At this point, you could almost extrapolate a Warner Bros. cartoon from the setting.  There's a dude with a guitar, a bunch of bar-ba-loots including the big fat one and the little cute teddi-loot, the honky birds, the singy fish, and the Lorax.  There were a couple of cute jokes going on, including one involving static electricity.

The show cuts back from "The Lorax" to Ted's story again, and we find out that... surprise surprise... the rich dude not only has everyone under surveillance, but also that he's threatened by the idea of trees.  This actually becomes the more important part of the movie, which will be explained later.

Anyway, Ted slips the surveillance and sees the Once-ler the next day, and the Once-ler goes through the second half of the book itself.  During this sequence, there was another song ("How Bad Can I Be?"), and this one was actually rather enjoyable.
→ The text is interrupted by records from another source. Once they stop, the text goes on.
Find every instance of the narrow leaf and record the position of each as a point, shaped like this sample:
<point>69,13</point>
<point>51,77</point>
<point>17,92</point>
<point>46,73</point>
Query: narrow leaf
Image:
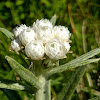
<point>7,33</point>
<point>70,86</point>
<point>23,72</point>
<point>11,94</point>
<point>82,60</point>
<point>53,20</point>
<point>12,85</point>
<point>96,98</point>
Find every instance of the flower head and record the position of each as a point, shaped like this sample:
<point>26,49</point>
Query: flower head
<point>54,49</point>
<point>34,50</point>
<point>43,29</point>
<point>26,36</point>
<point>18,30</point>
<point>16,45</point>
<point>61,32</point>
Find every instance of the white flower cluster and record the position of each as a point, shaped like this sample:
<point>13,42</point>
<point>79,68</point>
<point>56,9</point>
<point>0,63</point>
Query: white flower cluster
<point>42,39</point>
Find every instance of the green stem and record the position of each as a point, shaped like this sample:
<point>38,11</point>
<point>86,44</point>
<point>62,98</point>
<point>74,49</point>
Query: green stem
<point>44,93</point>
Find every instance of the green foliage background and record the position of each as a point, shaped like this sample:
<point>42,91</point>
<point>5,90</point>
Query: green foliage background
<point>82,17</point>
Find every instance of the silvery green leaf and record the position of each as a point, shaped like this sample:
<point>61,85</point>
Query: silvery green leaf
<point>96,98</point>
<point>53,19</point>
<point>23,72</point>
<point>71,83</point>
<point>11,94</point>
<point>7,33</point>
<point>82,60</point>
<point>12,85</point>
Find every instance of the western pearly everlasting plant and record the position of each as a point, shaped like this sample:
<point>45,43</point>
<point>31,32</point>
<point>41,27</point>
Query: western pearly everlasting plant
<point>49,41</point>
<point>44,44</point>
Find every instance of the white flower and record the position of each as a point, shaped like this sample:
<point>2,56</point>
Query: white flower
<point>34,50</point>
<point>43,29</point>
<point>18,30</point>
<point>67,46</point>
<point>26,36</point>
<point>62,33</point>
<point>54,49</point>
<point>16,45</point>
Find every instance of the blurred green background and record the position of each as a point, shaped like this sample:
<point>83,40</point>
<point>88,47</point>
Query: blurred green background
<point>82,17</point>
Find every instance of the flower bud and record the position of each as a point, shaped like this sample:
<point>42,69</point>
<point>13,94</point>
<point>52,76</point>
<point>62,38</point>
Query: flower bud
<point>67,46</point>
<point>54,49</point>
<point>18,30</point>
<point>43,29</point>
<point>34,50</point>
<point>26,36</point>
<point>16,45</point>
<point>61,32</point>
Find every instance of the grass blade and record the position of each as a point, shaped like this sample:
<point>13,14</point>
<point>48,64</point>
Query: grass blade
<point>82,60</point>
<point>12,85</point>
<point>96,98</point>
<point>70,86</point>
<point>11,94</point>
<point>7,33</point>
<point>23,72</point>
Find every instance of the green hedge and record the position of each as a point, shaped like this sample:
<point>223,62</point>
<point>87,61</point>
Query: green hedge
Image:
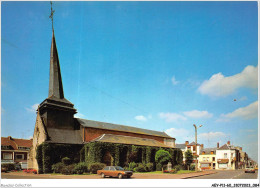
<point>48,154</point>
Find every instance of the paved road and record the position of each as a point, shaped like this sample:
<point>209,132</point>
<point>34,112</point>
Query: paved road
<point>229,174</point>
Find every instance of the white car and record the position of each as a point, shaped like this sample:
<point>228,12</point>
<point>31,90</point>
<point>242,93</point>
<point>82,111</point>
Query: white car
<point>249,169</point>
Right after the song, a bunch of the threads come together (no pun, I swear).  Between O'Hare and the Once-ler, you can almost draw a direct line between all of the bad habits that literally help businesses.  Companies pay big money to access information about people in order to tailor their products to market, and companies are also very interested in erecting barriers to entry.  After all, the tree symbolizes something for free that people used to pay for, so the air tycoon O'Hare is more than happy to try to stop it in any way possible.  Directly after the song, the Once-ler has a line that is very telling, when he tells the Lorax that all of what the Once-ler is doing is "perfectly legal."

And it is.  That's the biggest key though... the Lorax in the book and in the movie is supposed to represent not only "the trees", but the Once-ler's conscience.  When the Once-ler tells the Lorax that what he's doing is legal, he's telling his conscience not only to shut up but also saying something very profound.  There are quite a few people who believe in Adam Smith's "invisible hand", but self-interest also results in the invisible hand punching hippies and other bums who attempt to represent a different point of view.  Earlier in the movie, it was shown that the Once-ler's family bowed to the Once-ler's promise to the Lorax not to cut any more trees down... but after the family proved to be incompetent, the trees started falling and never stopped.  There was never a point where the Once-ler could say, "We have demand covered for the time being, let's slow down"... it was full speed ahead.

And obviously, it is a cautionary tale because the trees are truly a renewable resource, and even then the Once-ler managed to run out of them.  Businessmen have since learned that the Once-ler's model is not correct, because enforced scarcity (especially in a monopoly setting) allows for price gouging.  Anyway, the Once-ler gets the seed to Ted, Ted takes the seed back to town, the townspeople at first agree with O'Hare to tell Ted to stuff the seed, and then Ted takes heavy equipment to break down the wall.

The wall is the catharsis and the key, I think, especially when it comes to this day and age.  The wall galvanizes the crowd because they see the abject misery of the environment beyond the walls.  Then comes the last song where the crowd gives approval to Ted to plant the tree in downtown... up to and including O'Hare's heavies.

Two last points... even O'Hare's heavies abandoned him at the end of the movie.  This doesn't happen in real life, when there are so many people that are dependent on companies that can tend to destruction for profit, especially when money can be passed around to make sure that enough people are "taken care of".

The second point is this... Ted, the main character, did ALL OF THIS... destroyed the status quo, possibly made other people sick due to breaking the walls and letting in the dirty air, breaking the O'Hare monopoly... in order to get a kiss on the cheek from the token female prize.  *sigh*

Overall, the songs actually add to the film, the film does have a very important message though it is a bit out-of-date to our current situations, and the movie has enough humor to be interesting for the little ones.  I would give it a 3.1 rating on my 1-4 scale, I would certainly enjoy seeing it another time and seems to be a good way to illustrate some of the natural conflicts that occur between the marketplace and the community.